An ESOP scheme has been in practice for decades and was meant for senior employees or management team members who worked for a long time and decided to retire. But lately, this scheme has been adopted by startups as a way to keep up the workforce as consistent as possible. When we talk about the ESOP pool, it means the pool for shares and its options established for the employees, directors, and other company working members that contain shares for purchase. In the case of a corporate issuing ESOP, it has all the power and authority to execute the agreement it hands out to the employees and workers. The sense of ownership creates a productive workforce that continues to do well for the reward to be received.
The grants of the ESOP are inversely proportional to the company's valuation, and over-expansion can dilute the shares. With time, the ESOP pool can be expanded as per the necessity and demands of the corporate and its hiring needs and can range from a small percentage of 10 percent to 20 percent from the start.
To create an ESOP pool, several steps and measures need to be considered, especially for a startup.
In the initial stage, founders often look for fundraising after having reached a certain level of establishment. The hiring is mainly done for the development of the product or service. At this stage, it is crucial to think of the employee requirement of the company, post which the ESOP pool can be made large enough to distribute amongst the employees or recruits. Since it is at the initial stage of its establishment, the company cannot afford to pay a competitive amount of salary, which is why ESOP is introduced to compensate for the low pay.
After the ESOP scheme has been issued, an employee's eligibility to invest in ESOP depends on the value they bring to the company. While determining the size of the ESOP pool, it is better to start at a minimal size, which is around 10-15 percent and can be expanded with time. However, the initial pool size depends on the hiring requirement. The ones who join at the early stage are likely to receive more options from the pool than those who join later. If the pool size is too small, it won't be able to leverage the scheme to hire talented employees, and the opposite will end up with diluted ownership. So, determining the ESOP pool size is a prerequisite to the initial stage of creating an ESOP pool.
Series A and B Stage
This stage comes after the startups have already developed their products or services and aim to hire employees that can build a foundation for scaling, like growth marketers and sales specialists to acquire more customers and clients. At this stage, the startups have enough revenue to pay the employees, and thus, the new recruits are taking lower risks as compared to the employees who joined at the initial stage.
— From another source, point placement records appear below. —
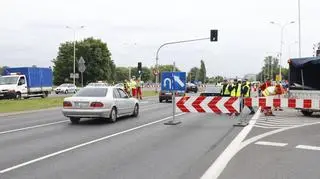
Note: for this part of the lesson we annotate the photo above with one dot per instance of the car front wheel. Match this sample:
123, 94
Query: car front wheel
113, 115
135, 111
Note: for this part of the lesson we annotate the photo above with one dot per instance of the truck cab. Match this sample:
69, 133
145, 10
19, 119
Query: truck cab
13, 86
25, 82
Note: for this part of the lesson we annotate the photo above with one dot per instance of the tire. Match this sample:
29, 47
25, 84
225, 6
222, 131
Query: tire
135, 111
74, 120
113, 115
18, 96
306, 113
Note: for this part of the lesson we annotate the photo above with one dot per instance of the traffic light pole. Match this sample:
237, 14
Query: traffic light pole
171, 43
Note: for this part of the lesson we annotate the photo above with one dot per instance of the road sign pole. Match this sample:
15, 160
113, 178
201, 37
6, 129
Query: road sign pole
173, 90
82, 79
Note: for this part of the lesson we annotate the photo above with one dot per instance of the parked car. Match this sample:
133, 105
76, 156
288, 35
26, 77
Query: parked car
119, 85
100, 102
97, 84
66, 88
212, 91
191, 87
26, 82
167, 95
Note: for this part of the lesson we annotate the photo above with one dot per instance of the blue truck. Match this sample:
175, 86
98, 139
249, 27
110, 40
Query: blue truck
25, 82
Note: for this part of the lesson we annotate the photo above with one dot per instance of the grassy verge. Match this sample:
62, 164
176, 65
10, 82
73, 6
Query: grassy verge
29, 104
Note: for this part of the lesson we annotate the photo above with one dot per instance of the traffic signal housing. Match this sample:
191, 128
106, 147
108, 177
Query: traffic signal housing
139, 68
213, 35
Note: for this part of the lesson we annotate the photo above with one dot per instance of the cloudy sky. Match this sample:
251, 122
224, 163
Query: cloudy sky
31, 31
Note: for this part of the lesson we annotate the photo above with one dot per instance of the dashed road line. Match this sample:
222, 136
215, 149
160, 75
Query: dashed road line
275, 144
308, 147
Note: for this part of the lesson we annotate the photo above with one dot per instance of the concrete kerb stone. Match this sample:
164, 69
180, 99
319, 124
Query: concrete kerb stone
28, 112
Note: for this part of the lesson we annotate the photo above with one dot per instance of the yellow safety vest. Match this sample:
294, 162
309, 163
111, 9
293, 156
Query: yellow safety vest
133, 85
226, 91
236, 91
248, 92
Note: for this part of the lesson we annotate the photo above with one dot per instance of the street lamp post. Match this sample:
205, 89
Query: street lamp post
74, 50
299, 22
282, 27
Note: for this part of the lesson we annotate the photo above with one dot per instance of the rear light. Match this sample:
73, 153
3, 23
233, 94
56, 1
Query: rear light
67, 104
96, 105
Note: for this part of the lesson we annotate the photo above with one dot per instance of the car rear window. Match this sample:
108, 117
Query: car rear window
92, 92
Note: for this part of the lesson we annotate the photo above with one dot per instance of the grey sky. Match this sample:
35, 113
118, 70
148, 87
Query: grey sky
31, 31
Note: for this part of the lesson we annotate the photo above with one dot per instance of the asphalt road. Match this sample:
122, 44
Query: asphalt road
284, 146
45, 145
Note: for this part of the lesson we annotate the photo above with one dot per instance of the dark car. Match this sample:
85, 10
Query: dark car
167, 95
191, 87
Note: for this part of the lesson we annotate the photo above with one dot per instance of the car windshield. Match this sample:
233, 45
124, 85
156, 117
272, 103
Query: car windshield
64, 85
92, 92
5, 80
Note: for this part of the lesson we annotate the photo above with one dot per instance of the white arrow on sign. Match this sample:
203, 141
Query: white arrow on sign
165, 81
178, 80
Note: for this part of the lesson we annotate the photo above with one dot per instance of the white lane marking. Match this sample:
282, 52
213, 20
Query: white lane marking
258, 137
221, 162
275, 144
52, 123
32, 127
83, 145
307, 147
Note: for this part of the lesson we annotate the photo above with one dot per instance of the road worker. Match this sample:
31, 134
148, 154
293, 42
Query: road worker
138, 89
246, 93
225, 88
133, 86
235, 88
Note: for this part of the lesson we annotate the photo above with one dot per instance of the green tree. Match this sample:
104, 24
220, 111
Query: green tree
122, 73
146, 73
193, 74
202, 72
99, 65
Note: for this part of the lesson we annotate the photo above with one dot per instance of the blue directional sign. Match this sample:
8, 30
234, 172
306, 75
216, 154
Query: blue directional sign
173, 81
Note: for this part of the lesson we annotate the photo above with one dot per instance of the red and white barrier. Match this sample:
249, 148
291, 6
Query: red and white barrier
283, 102
202, 104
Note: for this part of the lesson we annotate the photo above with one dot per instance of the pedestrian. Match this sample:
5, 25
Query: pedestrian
235, 88
225, 88
246, 93
139, 89
133, 86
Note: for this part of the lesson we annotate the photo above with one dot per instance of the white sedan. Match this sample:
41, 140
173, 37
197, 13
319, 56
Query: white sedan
100, 102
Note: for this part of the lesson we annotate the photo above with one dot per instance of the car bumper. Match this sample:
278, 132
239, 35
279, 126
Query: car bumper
7, 95
86, 113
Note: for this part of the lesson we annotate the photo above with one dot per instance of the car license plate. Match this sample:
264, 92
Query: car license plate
82, 104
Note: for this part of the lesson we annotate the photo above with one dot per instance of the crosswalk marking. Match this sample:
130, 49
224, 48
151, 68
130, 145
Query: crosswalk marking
278, 121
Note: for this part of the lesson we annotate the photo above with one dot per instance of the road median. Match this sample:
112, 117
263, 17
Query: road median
14, 106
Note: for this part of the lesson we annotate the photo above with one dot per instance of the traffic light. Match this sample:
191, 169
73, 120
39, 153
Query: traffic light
213, 35
139, 68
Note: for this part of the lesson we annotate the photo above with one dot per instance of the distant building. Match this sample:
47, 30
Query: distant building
250, 77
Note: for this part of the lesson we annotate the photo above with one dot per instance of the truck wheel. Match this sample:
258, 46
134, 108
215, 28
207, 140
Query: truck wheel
306, 113
74, 120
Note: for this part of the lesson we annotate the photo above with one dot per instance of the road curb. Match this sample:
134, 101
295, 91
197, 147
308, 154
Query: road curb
27, 112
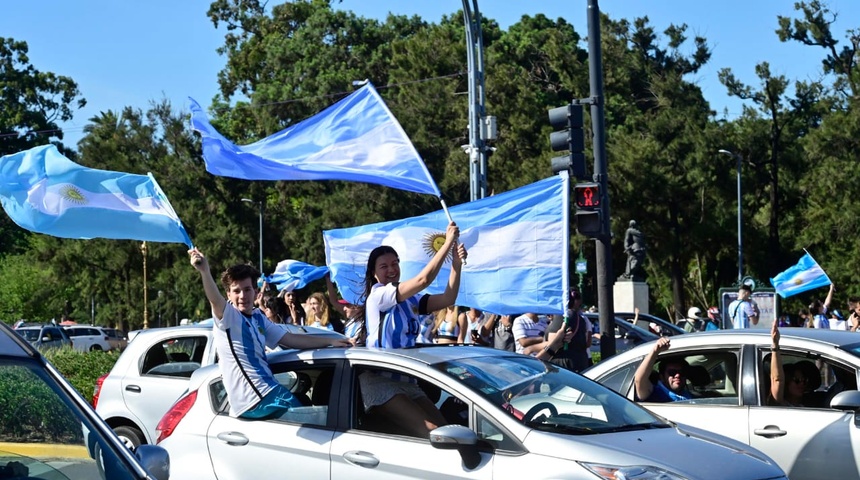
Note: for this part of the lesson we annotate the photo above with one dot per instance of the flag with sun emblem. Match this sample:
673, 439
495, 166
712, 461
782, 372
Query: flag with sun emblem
801, 277
517, 243
45, 192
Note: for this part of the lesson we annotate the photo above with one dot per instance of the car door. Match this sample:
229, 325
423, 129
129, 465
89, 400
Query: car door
361, 451
808, 441
150, 388
716, 406
294, 446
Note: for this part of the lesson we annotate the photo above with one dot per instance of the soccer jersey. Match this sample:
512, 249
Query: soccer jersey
398, 321
240, 341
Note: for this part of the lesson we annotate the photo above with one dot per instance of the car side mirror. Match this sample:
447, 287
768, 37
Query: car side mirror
460, 438
155, 460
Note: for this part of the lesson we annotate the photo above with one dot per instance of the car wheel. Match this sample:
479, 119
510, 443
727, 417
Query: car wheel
130, 436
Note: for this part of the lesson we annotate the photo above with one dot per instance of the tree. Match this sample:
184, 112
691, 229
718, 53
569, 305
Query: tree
32, 103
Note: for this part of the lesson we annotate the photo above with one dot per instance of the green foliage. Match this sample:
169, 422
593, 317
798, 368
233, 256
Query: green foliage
82, 369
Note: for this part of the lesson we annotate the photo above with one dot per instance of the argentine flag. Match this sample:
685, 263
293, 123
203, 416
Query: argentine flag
45, 192
292, 274
357, 140
517, 243
806, 275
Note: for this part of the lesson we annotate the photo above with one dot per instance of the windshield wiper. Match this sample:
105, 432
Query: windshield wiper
635, 426
561, 428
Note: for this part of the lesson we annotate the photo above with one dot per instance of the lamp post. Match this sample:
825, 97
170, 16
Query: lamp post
740, 223
260, 204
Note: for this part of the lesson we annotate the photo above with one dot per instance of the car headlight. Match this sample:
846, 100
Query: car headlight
631, 472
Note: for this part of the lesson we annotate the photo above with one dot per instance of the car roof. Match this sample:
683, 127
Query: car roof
13, 344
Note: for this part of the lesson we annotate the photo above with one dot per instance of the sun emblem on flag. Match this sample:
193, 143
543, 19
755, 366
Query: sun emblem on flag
72, 194
433, 242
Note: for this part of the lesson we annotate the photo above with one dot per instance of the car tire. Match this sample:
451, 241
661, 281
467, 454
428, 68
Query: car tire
131, 437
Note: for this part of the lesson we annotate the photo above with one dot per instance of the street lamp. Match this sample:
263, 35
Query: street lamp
740, 224
260, 204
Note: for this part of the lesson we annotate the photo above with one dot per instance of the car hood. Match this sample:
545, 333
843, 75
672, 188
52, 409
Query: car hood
688, 451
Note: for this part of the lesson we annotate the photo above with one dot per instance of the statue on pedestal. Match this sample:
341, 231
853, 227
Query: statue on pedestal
634, 247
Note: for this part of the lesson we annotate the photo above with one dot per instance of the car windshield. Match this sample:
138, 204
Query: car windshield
44, 435
546, 397
29, 334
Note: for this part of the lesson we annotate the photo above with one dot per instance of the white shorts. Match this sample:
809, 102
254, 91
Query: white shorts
377, 389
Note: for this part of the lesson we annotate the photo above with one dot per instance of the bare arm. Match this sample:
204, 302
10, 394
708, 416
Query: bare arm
642, 379
332, 297
216, 300
448, 298
777, 376
412, 286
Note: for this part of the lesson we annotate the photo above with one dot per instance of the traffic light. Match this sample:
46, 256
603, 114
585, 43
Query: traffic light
572, 139
587, 198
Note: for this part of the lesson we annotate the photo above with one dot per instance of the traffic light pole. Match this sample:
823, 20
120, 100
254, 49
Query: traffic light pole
605, 307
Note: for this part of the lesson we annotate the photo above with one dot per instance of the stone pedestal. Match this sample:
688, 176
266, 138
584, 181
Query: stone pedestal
629, 294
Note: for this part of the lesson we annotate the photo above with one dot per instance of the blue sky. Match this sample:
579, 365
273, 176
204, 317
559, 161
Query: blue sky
130, 53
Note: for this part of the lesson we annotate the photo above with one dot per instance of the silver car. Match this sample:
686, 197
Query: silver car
509, 417
729, 375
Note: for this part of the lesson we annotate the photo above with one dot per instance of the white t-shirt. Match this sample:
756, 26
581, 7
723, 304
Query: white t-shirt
240, 342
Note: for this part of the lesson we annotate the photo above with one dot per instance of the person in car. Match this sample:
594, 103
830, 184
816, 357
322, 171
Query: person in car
392, 307
672, 383
241, 333
787, 383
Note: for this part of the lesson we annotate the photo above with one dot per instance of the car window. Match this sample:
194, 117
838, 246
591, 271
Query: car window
711, 375
44, 435
621, 379
174, 357
373, 383
828, 377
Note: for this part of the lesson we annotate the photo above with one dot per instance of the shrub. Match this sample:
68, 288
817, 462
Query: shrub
82, 369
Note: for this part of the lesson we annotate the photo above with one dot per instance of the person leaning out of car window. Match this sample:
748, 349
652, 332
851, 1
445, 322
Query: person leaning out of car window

Existing investors dilute their equity while creating a new pool, and the ESOP pool size can come down to 7-10 percent equity for the new recruits as they are joining during the growth.
The new investors are likely to ask for fresh option pools even if there are unallocated options from the previously created pool, which can end up overdiluting the existing shareholders' ownership. The company's founders can refuse to do so by showing that the previously created pool is enough for hiring new recruits and anti-dilution provisions.
This is the series C, D, and beyond stage, wherein the startup has a product-market fit and is comparatively more stable than the previous stages. Usually, at this stage, startups buy back the ESOPs to help create employee wealth and give rewards for their contribution, and they do not need to wait for years for the startup to go public. The ESOP pool options are usually given to the ones who have contributed the most and have added greater value to the company. With the rise in the valuation of the company, at this stage, the pool size normally comes down to 5-7 percent, and the options are given selectively to incentivize growth.
Communicating the values of ESOP
The ESOP scheme can be new for most new employees who might not understand the value and functions of the scheme. Giving the ESOP pool options to the new employees will not be able to leverage the scheme and further dilute the equity; thus, distributing the pool to the right employees is an effective way to retain and motivate the existing shareholders. The new employees are more likely to expect cash bonuses over a scheme like ESOP, which is timebound and might not be seemingly worthy of their investment. Communicating the benefits of the ESOP scheme and its potential to create wealth in the long term is necessary to clear doubts regarding the scheme.
The Employee Stock Option Plan has been around for decades and has proven to be a great tool for benefitting the companies and their dedicated employees. Creating an ESOP pool is basically broadening the option of stock for the employees and giving a higher number of options to those who have brought the company to the market and helped it hold a strong position. The employees who join right from the start will expect more stock options, and therefore, a higher number of options is given to them. However, the ESOP pool size needs to be determined before giving out the shares, as too less of it can fail to leverage from the scheme, while too much of it can dilute the equity. The perfect amount can be calculated by estimating the company's requirements and its hires.